“Son felaketten sonra, sonraki felaketten önce sorulan klasik (çoktan seçmeli olmayan) sorular:
- Yanan otelin sahipleri sigorta şirketinden; yanan otelin bedelini, kâr kayıplarını ve olası tazminat ödemelerini talep edecek midir?
- Bir yangın algılama ve söndürme sistemi kaç paradır?
- Sermayenin tek kutsalı para mıdır?
- Bakanların ilgili alanlardaki sermayedarlar arasından seçilmesi sınıfsal bir tercih midir?
- Depremde iş makinasına-madencilere, yardım kampanyalarına, yangında çarşafa-piliç tırına ihtiyaç duyulması devlet aygıtının arama-kurtarma faaliyetleri için örgütlenmediğini mi gösterir?

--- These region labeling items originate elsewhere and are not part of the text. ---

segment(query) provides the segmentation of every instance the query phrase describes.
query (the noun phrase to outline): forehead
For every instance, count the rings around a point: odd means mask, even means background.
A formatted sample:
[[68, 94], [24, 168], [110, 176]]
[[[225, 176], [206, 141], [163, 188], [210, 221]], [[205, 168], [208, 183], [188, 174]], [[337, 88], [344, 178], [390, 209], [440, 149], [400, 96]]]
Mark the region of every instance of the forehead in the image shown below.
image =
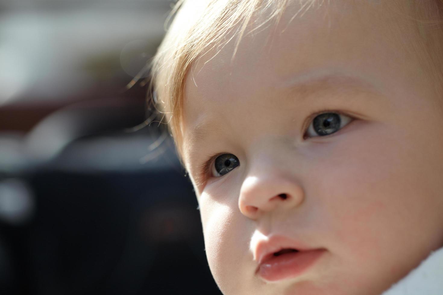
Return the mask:
[[412, 57], [401, 44], [415, 36], [399, 28], [411, 32], [414, 28], [381, 2], [334, 1], [309, 9], [293, 3], [276, 26], [246, 34], [237, 48], [234, 38], [195, 62], [187, 73], [183, 98], [185, 164], [195, 131], [202, 136], [211, 132], [207, 123], [214, 126], [221, 122], [224, 110], [281, 107], [293, 98], [283, 95], [284, 90], [304, 80], [338, 74], [388, 92], [392, 83], [410, 82], [406, 72], [416, 70], [416, 65], [404, 67], [404, 61]]

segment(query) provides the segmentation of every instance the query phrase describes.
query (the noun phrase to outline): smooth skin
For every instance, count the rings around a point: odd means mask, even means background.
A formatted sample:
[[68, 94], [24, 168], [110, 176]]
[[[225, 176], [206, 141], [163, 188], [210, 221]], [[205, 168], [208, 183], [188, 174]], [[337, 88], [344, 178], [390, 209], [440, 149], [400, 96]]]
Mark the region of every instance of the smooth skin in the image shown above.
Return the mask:
[[[425, 42], [396, 1], [331, 2], [290, 21], [291, 4], [233, 59], [231, 42], [187, 75], [183, 161], [224, 294], [375, 295], [443, 246], [442, 99]], [[352, 120], [307, 134], [327, 112]], [[218, 153], [240, 165], [201, 172]], [[253, 250], [272, 235], [326, 251], [267, 282]]]

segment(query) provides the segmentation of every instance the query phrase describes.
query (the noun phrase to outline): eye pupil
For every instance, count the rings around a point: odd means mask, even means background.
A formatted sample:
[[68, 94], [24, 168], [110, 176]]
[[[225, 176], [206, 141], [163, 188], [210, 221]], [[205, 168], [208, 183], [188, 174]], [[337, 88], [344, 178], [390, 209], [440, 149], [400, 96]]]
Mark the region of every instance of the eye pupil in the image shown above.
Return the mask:
[[224, 153], [215, 159], [213, 169], [214, 176], [222, 176], [240, 165], [238, 158], [231, 153]]
[[327, 135], [340, 130], [340, 115], [335, 113], [321, 114], [314, 119], [314, 131], [319, 135]]

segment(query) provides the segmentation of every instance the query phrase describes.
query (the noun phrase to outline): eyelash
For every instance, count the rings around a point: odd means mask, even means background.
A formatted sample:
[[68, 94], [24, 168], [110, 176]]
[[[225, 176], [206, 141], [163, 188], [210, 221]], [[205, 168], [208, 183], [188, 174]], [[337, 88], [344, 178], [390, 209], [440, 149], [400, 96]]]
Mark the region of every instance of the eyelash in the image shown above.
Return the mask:
[[[303, 125], [303, 130], [304, 131], [303, 133], [303, 139], [307, 139], [310, 138], [306, 138], [306, 134], [307, 132], [307, 129], [309, 128], [309, 126], [311, 125], [311, 122], [314, 120], [314, 119], [317, 116], [321, 115], [322, 114], [324, 114], [325, 113], [335, 113], [339, 115], [341, 115], [344, 116], [347, 116], [351, 118], [351, 123], [355, 119], [355, 118], [352, 115], [347, 115], [345, 114], [343, 112], [340, 111], [335, 111], [334, 110], [323, 110], [320, 111], [315, 112], [313, 113], [312, 114], [309, 115], [306, 119], [305, 123]], [[349, 123], [348, 123], [349, 124]], [[328, 135], [326, 135], [328, 136]], [[198, 171], [200, 172], [200, 179], [202, 180], [202, 182], [203, 182], [206, 181], [206, 180], [207, 178], [207, 176], [210, 172], [210, 166], [212, 164], [212, 162], [214, 161], [219, 156], [221, 156], [224, 153], [227, 153], [227, 152], [223, 152], [222, 153], [216, 153], [212, 155], [209, 156], [208, 158], [205, 160], [203, 164], [199, 167]]]
[[208, 157], [206, 160], [203, 162], [203, 164], [200, 166], [198, 171], [200, 171], [200, 177], [203, 180], [203, 181], [206, 178], [206, 176], [208, 175], [210, 172], [210, 166], [212, 164], [213, 161], [219, 156], [221, 156], [224, 153], [227, 153], [225, 152], [222, 153], [215, 153], [212, 154], [210, 156]]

- Denetimi kimin yapacağının dahi belli olmaması, bu aygıtın sermayeyi değil sadece yoksulları denetlemek üzere örgütlendiğini mi gösterir?
- Yangından sonra yakın mesafedeki bir pistte kayak yapanlara neden kızarız?
- Yakındaki otellerin rezervasyon almaya devam etmelerine, kurtarma görevlilerine oda vermemelerine de kızar mıyız?
- Buradaki sorun mesafe midir?
- Madende değilsek göçük altında kalmaz mıyız?
- Evimiz yeniyse olduğu yerde çökmez mi ya da depremden kurtulur muyuz?
- Bu kayak yapanlara, yeteri kadar üzülmemiş, sosyal medyada siyah kurdele paylaşmamış oldukları için mi kızarız?
- Dere kenarında ya da alt geçitte değilsek selde boğulmaz mıyız?
- Yağmurda elektrik hattına basmazsak yaşar mıyız?
- Sahi bu kayak yapanlara hiçbir şey olmamış gibi günlük hayatlarına devam ettikleri için mi kızarız?
- Çalıştığımız fabrika patlayıcı üretmiyorsa tehlike yok mudur?
- Yangın tüpümüz varsa güvende miyizdir?
- Kayak yapanlara diyorum, hesap sormadıkları, felaketlerle sürekli insanları öldüren bu düzene karşı mücadele etmedikleri için mi kızarız?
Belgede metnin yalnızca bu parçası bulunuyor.